Definisi Pembiyaan Kesehatan
Biaya Kesehatan ialah besarnya dana yang
harus di sediakan untuk menyelenggarakan dan atau memanfaatkan berbagai upaya
kesehatan yang diperlukan oleh perorangan, keluarga, kelompok dan masyarakat.
(Azrul Azwar : 1996) Sistem pembiayaan kesehatan didefinisikan sebagai suatu
sistem yang mengatur tentang besarnya alokasi dana yang harus disediakan untuk
menyelenggarakan dan atau memanfaatkan berbagai upaya kesehatan yang diperlukan
oleh perorangan, keluarga, kelompok dan masyarakat. (Helda : 2011) Sedangkan, Subsistem
Pembiayaan Kesehatan adalah tatanan yang menghimpun berbagai upaya penggalian,
pengalokasian dan pembelanjaan sumber daya keuangan secara terpadu dan saling
mendukung untuk memenuhi kebutuhan pembiayaan pembangunan kesehatan guna
meningkatkan derajat kesehatan masyarakat yang setinggi-tingginya. (Ana Faiza :
2013) Dari beberapa pendapat mengenai Pembiayaan Kesehatan diatas,
terlihat bahwa biaya kesehatan dapat
ditinjau dari beberapa sudut, yaitu :
1)
Penyedia Pelayanan Kesehatan
Yang dimakasud biaya kesehatan dari sudut penyedia pelayanan (Health Provider)
adalah besarnya dana yang harus disediakan untuk dapat menyelenggarakan upaya
kesehatan.Dengan pengertian yang seperti ini tampak bahwa kesehatan dari sudut
penyedia pelayanan adalah persoalan utama pemerintah dan atau pun pihak swasta,
yakni pihak-pihak yang akan menyelenggarakan upaya kesehatan.
2)
Pemakai Jasa Pelayanan Yang
dimakasud biaya kesehatan dari sudut pemakai jalan pelayanan (Health Consumer)

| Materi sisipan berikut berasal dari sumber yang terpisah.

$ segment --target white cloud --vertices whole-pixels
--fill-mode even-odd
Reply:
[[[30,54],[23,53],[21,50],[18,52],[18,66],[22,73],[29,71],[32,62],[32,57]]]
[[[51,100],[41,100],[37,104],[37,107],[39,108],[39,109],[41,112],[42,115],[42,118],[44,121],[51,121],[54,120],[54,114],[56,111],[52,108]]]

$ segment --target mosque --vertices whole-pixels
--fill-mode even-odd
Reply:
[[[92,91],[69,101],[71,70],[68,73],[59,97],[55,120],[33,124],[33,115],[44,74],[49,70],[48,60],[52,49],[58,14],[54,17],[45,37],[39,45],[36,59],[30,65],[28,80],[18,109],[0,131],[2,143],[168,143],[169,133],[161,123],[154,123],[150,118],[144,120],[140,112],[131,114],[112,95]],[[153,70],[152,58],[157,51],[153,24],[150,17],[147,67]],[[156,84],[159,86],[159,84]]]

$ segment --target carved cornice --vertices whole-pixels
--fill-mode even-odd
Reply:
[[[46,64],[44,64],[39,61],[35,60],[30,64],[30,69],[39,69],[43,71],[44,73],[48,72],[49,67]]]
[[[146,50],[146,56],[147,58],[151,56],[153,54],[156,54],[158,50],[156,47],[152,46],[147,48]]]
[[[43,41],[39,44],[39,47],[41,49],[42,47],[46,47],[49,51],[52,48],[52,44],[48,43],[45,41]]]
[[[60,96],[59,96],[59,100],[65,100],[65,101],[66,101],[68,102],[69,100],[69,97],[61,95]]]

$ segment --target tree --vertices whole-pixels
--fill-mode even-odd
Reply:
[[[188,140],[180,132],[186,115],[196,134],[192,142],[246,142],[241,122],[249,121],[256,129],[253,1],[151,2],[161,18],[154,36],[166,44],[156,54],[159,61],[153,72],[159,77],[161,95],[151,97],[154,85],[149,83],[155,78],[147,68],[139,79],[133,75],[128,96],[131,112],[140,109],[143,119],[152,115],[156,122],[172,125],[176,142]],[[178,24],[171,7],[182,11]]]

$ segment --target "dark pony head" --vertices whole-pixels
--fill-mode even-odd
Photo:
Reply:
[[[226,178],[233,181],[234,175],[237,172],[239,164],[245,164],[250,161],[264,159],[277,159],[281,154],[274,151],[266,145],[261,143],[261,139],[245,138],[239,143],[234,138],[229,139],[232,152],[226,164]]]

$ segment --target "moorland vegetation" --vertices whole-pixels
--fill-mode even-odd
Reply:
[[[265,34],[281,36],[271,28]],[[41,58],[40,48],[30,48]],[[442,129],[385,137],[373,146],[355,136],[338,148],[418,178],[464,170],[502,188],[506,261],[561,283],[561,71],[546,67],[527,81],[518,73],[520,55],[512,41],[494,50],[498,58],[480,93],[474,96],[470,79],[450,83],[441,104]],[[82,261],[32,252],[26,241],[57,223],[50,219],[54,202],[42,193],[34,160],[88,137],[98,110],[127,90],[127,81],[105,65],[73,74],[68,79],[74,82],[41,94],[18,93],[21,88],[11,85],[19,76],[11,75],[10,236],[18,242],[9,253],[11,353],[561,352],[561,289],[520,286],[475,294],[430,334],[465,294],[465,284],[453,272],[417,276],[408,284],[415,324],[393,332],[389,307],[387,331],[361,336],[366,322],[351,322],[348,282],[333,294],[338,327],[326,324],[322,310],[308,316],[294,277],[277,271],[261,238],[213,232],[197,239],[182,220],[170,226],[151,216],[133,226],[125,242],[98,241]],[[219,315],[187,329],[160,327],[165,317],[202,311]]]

adalah besarnya dana yang harus disediakan untuk dapat memanfaatkan jasa
pelayanan. Berbeda dengan pengertian pertama, maka biaya kesehatan di sini
menjadi persoalan utama para pemakai jasa
pelayanan. Dalam batas-batas tertentu, pemerintah juga turut mempersoalkannya,
yakni dalam rangka terjaminnya pemenuhan kebutuhan pelayanan kesehatan bagi
masyarakat yang membutuhkannya
Dari batasan biaya kesehatan yang seperti
ini segera dipahami bahwa pengertian
biaya kesehatan tidaklah sama antara penyedia pelayanan kesehatan (health
provider ) dengan pemakai jasa pelayanan kesehatan (health consumer ). Bagi
penyedia pelayanan kesehatan, pengertian biaya kesehatan lebih menunjuk pada dana yang harus disediakan untuk dapat menyelenggarakan
upaya kesehatan. Sedangkan bagi pemakai jasa pelayanan kesehatan, pengertian
biaya kesehatan lebih menunjuk pada dana yang harus disediakan untuk dapat
memanfaatkan upaya kesehatan. Sesuai dengan terdapatnya perbedaan pengertian yang seperti ini, tentu mudah
diperkirakan bahwa besarnya dana yang dihitung sebagai biaya kesehatan tidaklah
sama antara pemakai jasa pelayanan
dengan penyedia pelayanan kesehatan. Besarnya dana bagi penyedia pelayanan lebih menunjuk pada seluruh biaya
investasi (investment cost ) serta seluruh biaya operasional (operational cost
) yang harus disediakan untuk menyelenggarakan upaya kesehatan. Sedangkan
besarnnya dana bagi pemakai jasa
pelayanan lebih menunjuk pada jumlah uang yang harus dikeluarkan (out of pocket ) untuk dapat memanfaatkan suatu upaya
kesehatan.
Secara umum disebutkan apabila total dana
yang dikeluarkan oleh seluruh pemakai jasa pelayanan, dan arena itu merupakan
pemasukan bagi penyedia pelayan
kesehatan (income) adalah lebih besar daripada yang dikeluarkan oleh penyedia
pelayanan kesehatan (expenses), maka berarti
penyelenggaraan upaya kesehatan tersebut mengalami keuntungan (profit).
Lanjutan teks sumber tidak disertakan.